Some of the most important, most interesting, and most difficult open problems in the modern world involve amazingly complex systems. Problems like: How do we develop artificially intelligent machines that can think and behave like humans? How do we design a vaccine that prevents cancer? And: How will a new economic policy influence human behavior? The systems and processes that these problems concern — the brain, the immune system, and the economy — involve a staggering number of moving pieces and variables. While science is gaining ground, our understanding remains limited. However, unprecedented progress has been made recently on these problems, largely driven by one factor: data.

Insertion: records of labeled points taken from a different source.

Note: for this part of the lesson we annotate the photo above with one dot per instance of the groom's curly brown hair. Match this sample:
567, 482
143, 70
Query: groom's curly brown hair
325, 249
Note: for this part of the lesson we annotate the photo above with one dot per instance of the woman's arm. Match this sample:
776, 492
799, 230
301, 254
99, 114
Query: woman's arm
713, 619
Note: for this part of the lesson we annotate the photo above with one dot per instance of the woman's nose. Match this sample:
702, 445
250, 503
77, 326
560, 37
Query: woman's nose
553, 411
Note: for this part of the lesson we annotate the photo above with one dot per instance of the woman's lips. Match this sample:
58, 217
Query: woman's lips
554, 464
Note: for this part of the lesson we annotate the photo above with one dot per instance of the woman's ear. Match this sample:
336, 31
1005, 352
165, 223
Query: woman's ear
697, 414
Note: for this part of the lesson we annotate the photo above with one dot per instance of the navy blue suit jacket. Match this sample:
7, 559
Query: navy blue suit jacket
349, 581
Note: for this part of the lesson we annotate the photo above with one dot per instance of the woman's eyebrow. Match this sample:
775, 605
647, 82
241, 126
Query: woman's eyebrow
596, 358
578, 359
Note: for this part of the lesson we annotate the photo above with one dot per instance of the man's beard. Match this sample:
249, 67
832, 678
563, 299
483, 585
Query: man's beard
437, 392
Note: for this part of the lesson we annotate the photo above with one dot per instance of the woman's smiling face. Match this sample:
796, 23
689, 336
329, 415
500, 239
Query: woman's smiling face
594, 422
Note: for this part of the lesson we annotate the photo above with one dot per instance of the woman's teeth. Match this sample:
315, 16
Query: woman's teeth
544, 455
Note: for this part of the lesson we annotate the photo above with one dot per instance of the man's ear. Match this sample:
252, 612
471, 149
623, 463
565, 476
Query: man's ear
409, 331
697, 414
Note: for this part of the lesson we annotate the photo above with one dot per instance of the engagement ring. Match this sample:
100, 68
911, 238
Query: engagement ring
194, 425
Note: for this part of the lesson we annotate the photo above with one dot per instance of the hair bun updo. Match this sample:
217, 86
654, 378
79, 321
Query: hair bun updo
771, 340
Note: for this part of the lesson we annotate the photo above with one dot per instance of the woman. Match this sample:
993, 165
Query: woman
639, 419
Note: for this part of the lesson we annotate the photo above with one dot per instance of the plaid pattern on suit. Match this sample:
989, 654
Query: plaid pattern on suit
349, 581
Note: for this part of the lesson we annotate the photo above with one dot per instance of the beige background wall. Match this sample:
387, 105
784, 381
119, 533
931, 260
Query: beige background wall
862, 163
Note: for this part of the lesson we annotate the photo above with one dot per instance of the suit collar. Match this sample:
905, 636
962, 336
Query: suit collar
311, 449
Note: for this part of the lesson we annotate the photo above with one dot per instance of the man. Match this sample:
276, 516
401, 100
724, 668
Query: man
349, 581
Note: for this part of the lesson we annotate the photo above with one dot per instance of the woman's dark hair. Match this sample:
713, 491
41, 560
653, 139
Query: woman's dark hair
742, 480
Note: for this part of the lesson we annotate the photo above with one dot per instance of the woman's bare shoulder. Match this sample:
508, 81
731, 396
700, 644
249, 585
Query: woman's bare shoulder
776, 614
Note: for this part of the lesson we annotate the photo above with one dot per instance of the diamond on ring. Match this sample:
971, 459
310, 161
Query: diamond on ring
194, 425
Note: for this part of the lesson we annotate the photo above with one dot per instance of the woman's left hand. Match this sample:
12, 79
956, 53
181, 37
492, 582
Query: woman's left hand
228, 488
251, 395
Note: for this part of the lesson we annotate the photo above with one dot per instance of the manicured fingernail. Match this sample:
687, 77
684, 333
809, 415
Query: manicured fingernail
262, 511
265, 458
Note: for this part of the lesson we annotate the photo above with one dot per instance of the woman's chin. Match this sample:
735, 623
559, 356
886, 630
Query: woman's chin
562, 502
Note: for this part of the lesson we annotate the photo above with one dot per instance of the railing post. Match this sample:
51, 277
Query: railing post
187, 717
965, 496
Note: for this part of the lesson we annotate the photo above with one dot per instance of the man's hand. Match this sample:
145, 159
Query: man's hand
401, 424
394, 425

As it turns out, the approach of gathering massive data sets and searching them for underlying patterns has been a surprisingly effective way to solve problems involving complex systems that we don’t yet fully understand. We might build an artificial intelligence, for example, by gathering billions of pieces of text written by humans and “training” a computer to recognize and mimic the patterns in human writing. Or we might develop a vaccine for cancer by gathering large amounts of data on the environments and genetics of people who seem to be less susceptible to the disease and searching that data for clues to what makes them so. While the use of data has long been a key part of science, using data at this scale has only recently been made possible due to things like the Internet, the proliferation of cheap sensors, and fast computers.
In short, data science is the study of the mathematical techniques capable of finding meaningful patterns in messy, real-world data and the computational methods that enable their use on huge data sets. But it is also the study of the ethical implications of these methods and how to use them responsibly for the benefit of everyone.